Time to improvement of grade ≥2 cognitive effects in patients who started treatment with avapritinib 300 mg. Kaplan‐Meier estimated time (weeks) to improvement of cognitive effects from grade ≥2 to (A) a lower grade or (B) grade 1 or resolution.

In these 20 patients, a total of 30 cognitive effects events of grade ≥2 were reported. Dose modifications occurred in response to 14 of those events (47.0%; Table 3). Among the 30 grade ≥2 cognitive effects events reported, the dose of avapritinib was reduced in 1 (3.3%), interrupted in 10 (33.3%), and both interrupted and subsequently reduced in 3 (10.0%); the dose was not modified in response to 16 of these events (53.3%; Table 3). About half (16/30, 53.3%) of grade ≥2 cognitive effects events showed improvement to a lower grade in a median time of 2 weeks (range: 0.3–8.3; Table 3). Either dose interruption or dose interruption with subsequent reduction resulted in improvement of cognitive effects (to a lower grade, or to grade 1 or symptom resolution) in a median time of 1.3 weeks or 3.1 weeks, respectively. Without dose modification, the median time for symptom improvement to a lower grade was 4.9 weeks, and the median time for symptom improvement to grade 1 or resolution was 7.6 weeks (Table 3). Time for resolution could not be determined for patients who had unresolved ongoing AEs or who were lost to follow‐up. The median dose intensity of avapritinib in the 20 patients who started on 300 mg and experienced grade ≥2 cognitive effects was 233 mg (mean dose intensity 228 mg ± 68 mg).

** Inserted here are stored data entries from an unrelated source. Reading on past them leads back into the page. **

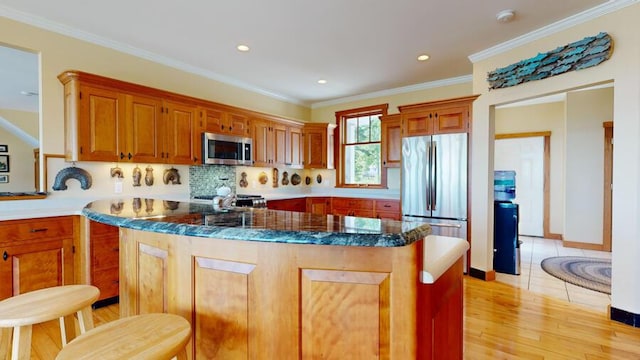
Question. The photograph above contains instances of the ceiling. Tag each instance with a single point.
(357, 46)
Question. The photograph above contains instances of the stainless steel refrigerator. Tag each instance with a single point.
(434, 182)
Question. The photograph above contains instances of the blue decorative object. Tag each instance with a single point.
(582, 54)
(72, 173)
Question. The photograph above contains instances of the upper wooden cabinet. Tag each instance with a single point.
(437, 117)
(111, 120)
(224, 121)
(391, 141)
(277, 143)
(318, 145)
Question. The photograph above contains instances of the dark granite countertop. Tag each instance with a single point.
(202, 220)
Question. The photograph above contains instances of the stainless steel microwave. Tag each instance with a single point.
(226, 149)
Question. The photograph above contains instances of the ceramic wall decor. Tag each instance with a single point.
(171, 176)
(137, 176)
(243, 180)
(73, 172)
(148, 176)
(274, 177)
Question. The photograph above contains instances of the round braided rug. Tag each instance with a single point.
(590, 273)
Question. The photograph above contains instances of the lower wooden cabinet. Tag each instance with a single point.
(36, 253)
(105, 251)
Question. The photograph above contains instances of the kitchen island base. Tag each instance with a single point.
(270, 300)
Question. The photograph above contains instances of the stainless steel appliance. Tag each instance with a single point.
(226, 149)
(434, 182)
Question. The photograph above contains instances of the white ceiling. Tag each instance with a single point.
(358, 46)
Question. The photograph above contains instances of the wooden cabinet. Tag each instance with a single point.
(36, 253)
(437, 117)
(276, 143)
(110, 120)
(319, 205)
(104, 257)
(391, 140)
(318, 145)
(223, 121)
(387, 209)
(295, 204)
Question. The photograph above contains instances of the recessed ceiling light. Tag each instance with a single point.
(505, 16)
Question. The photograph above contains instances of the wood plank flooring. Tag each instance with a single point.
(501, 322)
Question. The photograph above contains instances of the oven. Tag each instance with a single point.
(226, 149)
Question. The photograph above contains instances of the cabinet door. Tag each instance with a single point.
(34, 266)
(391, 140)
(182, 135)
(419, 123)
(143, 123)
(451, 120)
(262, 140)
(295, 149)
(279, 146)
(100, 119)
(315, 148)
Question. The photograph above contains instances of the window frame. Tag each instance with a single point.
(340, 131)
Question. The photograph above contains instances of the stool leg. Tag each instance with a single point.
(5, 343)
(85, 319)
(21, 347)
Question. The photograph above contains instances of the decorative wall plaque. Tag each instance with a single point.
(586, 53)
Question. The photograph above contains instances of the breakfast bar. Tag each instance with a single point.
(271, 284)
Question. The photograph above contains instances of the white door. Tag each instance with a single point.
(525, 156)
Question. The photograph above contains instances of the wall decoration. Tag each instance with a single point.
(148, 176)
(73, 172)
(4, 163)
(586, 53)
(171, 175)
(137, 175)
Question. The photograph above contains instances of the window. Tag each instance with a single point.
(360, 149)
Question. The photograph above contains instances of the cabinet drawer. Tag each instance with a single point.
(19, 230)
(107, 281)
(388, 205)
(353, 203)
(104, 252)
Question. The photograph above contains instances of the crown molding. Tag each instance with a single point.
(130, 50)
(396, 91)
(587, 15)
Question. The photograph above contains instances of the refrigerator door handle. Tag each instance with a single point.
(434, 181)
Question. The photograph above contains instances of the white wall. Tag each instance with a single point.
(542, 117)
(586, 111)
(624, 69)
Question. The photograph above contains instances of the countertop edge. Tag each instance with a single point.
(440, 252)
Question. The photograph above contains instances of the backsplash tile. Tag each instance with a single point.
(204, 180)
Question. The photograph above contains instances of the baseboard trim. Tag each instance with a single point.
(482, 275)
(625, 317)
(584, 246)
(553, 236)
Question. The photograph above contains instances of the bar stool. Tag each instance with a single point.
(20, 312)
(154, 336)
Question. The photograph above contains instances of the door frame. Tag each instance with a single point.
(546, 164)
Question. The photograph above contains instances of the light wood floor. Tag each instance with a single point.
(501, 322)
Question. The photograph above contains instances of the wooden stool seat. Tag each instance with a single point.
(148, 336)
(20, 312)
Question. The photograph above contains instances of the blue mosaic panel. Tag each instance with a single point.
(582, 54)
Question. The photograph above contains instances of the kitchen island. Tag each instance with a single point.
(270, 284)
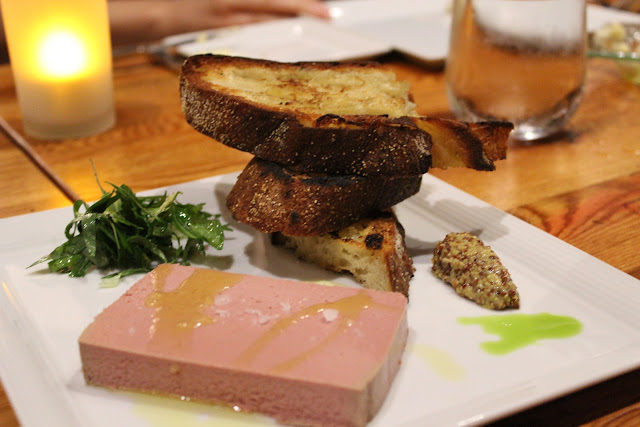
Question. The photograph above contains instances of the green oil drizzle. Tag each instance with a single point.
(441, 362)
(520, 330)
(162, 411)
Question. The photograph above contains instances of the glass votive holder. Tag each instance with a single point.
(60, 54)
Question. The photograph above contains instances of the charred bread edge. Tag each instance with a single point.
(400, 267)
(479, 144)
(272, 198)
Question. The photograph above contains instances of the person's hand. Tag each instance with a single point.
(134, 21)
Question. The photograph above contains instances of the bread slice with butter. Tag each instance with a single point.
(333, 118)
(271, 198)
(373, 250)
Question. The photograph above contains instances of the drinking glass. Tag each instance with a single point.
(521, 61)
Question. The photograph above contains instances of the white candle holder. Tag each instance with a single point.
(60, 53)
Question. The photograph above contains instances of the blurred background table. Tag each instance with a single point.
(582, 186)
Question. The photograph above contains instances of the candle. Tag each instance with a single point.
(60, 53)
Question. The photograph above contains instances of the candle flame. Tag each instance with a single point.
(62, 54)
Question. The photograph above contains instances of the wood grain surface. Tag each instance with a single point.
(582, 186)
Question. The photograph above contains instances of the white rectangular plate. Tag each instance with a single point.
(42, 315)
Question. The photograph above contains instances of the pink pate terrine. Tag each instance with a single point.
(303, 353)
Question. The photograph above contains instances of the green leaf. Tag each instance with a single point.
(132, 234)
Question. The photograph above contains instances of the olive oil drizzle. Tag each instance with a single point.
(348, 308)
(179, 312)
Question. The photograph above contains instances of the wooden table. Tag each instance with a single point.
(583, 186)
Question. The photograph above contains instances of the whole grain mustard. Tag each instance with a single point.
(474, 271)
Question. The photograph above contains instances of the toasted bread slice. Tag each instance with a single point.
(373, 250)
(272, 198)
(462, 144)
(334, 118)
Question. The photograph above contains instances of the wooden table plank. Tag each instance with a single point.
(602, 141)
(150, 146)
(603, 220)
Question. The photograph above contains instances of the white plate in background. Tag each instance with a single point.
(42, 316)
(289, 40)
(417, 28)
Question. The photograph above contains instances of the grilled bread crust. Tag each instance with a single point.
(272, 198)
(333, 118)
(462, 144)
(305, 133)
(373, 250)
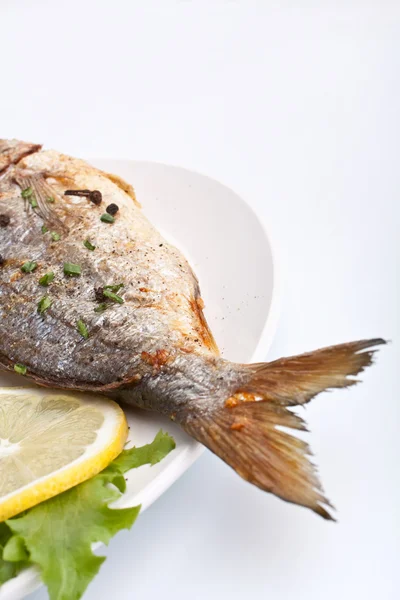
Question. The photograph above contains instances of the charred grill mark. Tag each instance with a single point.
(156, 360)
(12, 151)
(94, 196)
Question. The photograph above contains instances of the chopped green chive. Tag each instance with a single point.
(46, 279)
(29, 266)
(113, 296)
(27, 192)
(44, 304)
(106, 218)
(71, 269)
(83, 330)
(101, 307)
(88, 245)
(114, 288)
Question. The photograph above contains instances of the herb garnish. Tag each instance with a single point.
(112, 209)
(88, 245)
(44, 304)
(71, 269)
(27, 192)
(4, 220)
(101, 307)
(46, 279)
(29, 266)
(83, 330)
(106, 218)
(113, 296)
(114, 288)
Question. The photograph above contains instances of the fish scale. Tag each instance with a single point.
(152, 349)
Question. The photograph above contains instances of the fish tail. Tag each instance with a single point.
(250, 431)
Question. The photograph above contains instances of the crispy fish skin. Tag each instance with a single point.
(155, 349)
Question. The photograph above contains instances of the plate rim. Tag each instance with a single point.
(186, 460)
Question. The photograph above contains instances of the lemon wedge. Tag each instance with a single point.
(51, 441)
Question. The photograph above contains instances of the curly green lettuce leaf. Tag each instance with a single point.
(57, 535)
(8, 569)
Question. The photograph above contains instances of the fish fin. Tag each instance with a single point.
(123, 185)
(251, 435)
(42, 191)
(297, 379)
(202, 327)
(12, 151)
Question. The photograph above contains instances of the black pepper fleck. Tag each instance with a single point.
(96, 197)
(112, 209)
(4, 220)
(99, 295)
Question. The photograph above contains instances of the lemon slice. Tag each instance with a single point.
(51, 441)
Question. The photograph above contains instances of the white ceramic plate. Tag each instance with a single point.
(232, 256)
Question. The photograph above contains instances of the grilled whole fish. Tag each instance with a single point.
(104, 303)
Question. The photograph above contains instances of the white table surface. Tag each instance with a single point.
(296, 107)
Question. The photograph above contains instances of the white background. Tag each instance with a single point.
(295, 105)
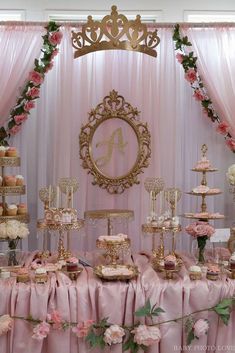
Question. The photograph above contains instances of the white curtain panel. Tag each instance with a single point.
(49, 144)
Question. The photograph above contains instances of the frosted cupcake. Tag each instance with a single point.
(195, 273)
(2, 151)
(19, 180)
(11, 152)
(10, 180)
(22, 209)
(12, 210)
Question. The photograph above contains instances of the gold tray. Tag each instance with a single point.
(98, 271)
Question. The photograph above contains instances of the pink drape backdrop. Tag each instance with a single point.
(49, 144)
(216, 64)
(19, 46)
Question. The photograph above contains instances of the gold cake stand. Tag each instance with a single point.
(109, 215)
(61, 228)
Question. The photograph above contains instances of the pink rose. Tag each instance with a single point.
(54, 53)
(231, 144)
(82, 329)
(114, 334)
(6, 323)
(20, 118)
(14, 130)
(55, 319)
(36, 77)
(146, 335)
(41, 331)
(223, 128)
(33, 92)
(179, 57)
(200, 327)
(190, 75)
(55, 38)
(29, 105)
(198, 95)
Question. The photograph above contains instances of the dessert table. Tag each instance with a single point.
(91, 298)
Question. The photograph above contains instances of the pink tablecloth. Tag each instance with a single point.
(90, 298)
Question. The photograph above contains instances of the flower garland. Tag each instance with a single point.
(134, 338)
(31, 90)
(188, 62)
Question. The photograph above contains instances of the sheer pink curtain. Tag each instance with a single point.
(19, 46)
(214, 48)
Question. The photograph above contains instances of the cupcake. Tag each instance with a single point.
(195, 273)
(10, 180)
(40, 275)
(11, 210)
(11, 152)
(19, 180)
(72, 264)
(22, 209)
(2, 151)
(170, 262)
(212, 272)
(23, 275)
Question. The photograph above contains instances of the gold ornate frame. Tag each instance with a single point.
(114, 106)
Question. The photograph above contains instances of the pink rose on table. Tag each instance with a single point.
(198, 95)
(190, 75)
(179, 57)
(20, 118)
(55, 38)
(33, 92)
(14, 130)
(36, 77)
(6, 323)
(223, 128)
(114, 334)
(82, 329)
(146, 335)
(41, 331)
(29, 105)
(200, 327)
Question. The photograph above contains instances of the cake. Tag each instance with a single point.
(113, 238)
(12, 210)
(60, 215)
(72, 264)
(11, 152)
(22, 209)
(195, 272)
(19, 180)
(170, 262)
(212, 272)
(40, 275)
(23, 275)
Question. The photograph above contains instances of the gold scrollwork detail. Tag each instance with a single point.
(114, 106)
(115, 31)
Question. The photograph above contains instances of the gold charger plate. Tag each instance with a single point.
(98, 270)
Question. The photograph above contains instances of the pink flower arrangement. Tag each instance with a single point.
(114, 334)
(200, 328)
(190, 75)
(198, 95)
(82, 329)
(20, 118)
(200, 229)
(41, 331)
(146, 335)
(55, 38)
(6, 324)
(29, 105)
(36, 77)
(33, 92)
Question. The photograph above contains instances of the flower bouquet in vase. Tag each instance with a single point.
(201, 231)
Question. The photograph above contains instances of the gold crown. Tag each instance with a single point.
(114, 31)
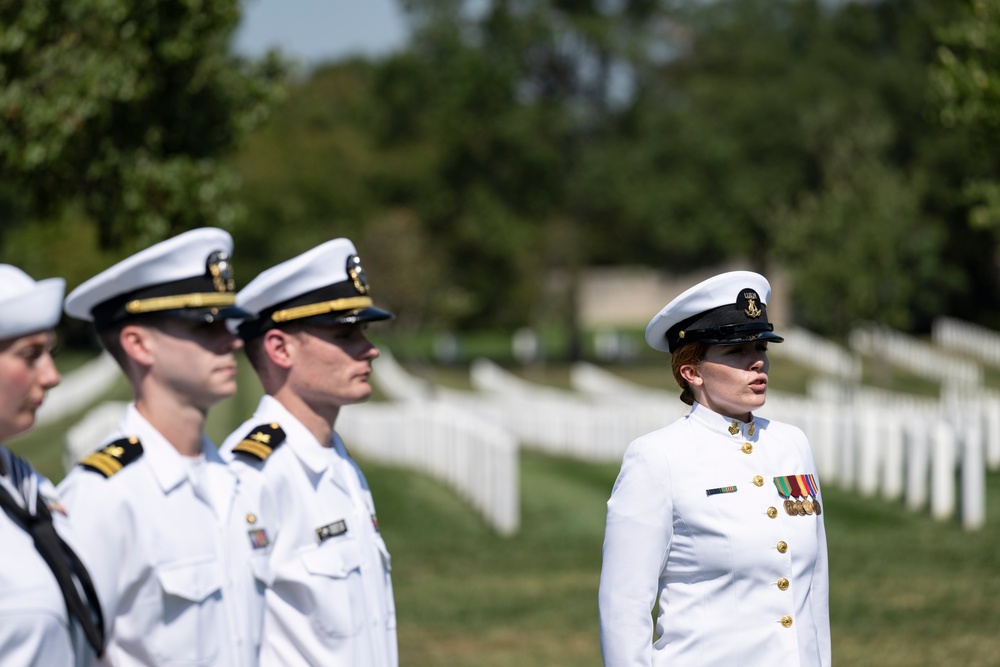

In comparison, among all 167 patients who started on avapritinib 300 mg, dose interruption due to AEs occurred in 110/167 (65.9%) patients and dose reduction in 75/167 (44.9%; Table 2). The median dose intensity of avapritinib in these 167 patients was 255 mg (mean dose intensity 244 mg ± 62 mg).

Table 3.

Outcome of grade ≥2 cognitive effect events^a by dose action taken in patients receiving a starting dose of avapritinib 300 mg

Outcome	Dose reduction (n = 1)	Dose interruption (n = 10)	Dose reduction and interruption (n = 3)	Any dose modification (n = 14)	No dose modification (n = 16)	Total (n = 30)
Event improved to grade 1 or resolved, n (%)	0 (0)	9 (90.0)	3 (100)	12 (85.7)	3 (18.8)	15 (50.0)
Median time, weeks (range)	—	1.3 (0.3–5.3)	3.1 (1.1–4)	1.6 (0.3–5.3)	7.6 (2.1–8.3)	2 (0.3–8.3)
Event improved to a lower grade, n (%)	0 (0)	9 (90.0)	3 (100.0)	12 (85.7)	4 (25.0)	16 (53.3)
Median time, weeks (range)	—	1.3 (0.3–5.3)	3.1 (1.1–4)	1.6 (0.3–5.3)	4.9 (1–8.3)	1.9 (0.3–8.3)
Event unchanged, n (%)	1 (100)	1 (10.0)	0 (0)	2 (14.3)	10 (62.5)	12 (40.0)
Median time, weeks (range)	6.6 (6.6–6.6)	4.3 (4.3–4.3)	—	5.4 (4.3–6.6)	4.5 (0.1–10.9)	4.5 (0.1–10.9)
Events worsened, n (%)	0 (0)	0 (0)	0 (0)	0 (0)	2 (12.5)	2 (6.7)
Median time, weeks (range)	—	—	—	—	0.9 (0.3–1.6)	0.9 (0.3–1.6)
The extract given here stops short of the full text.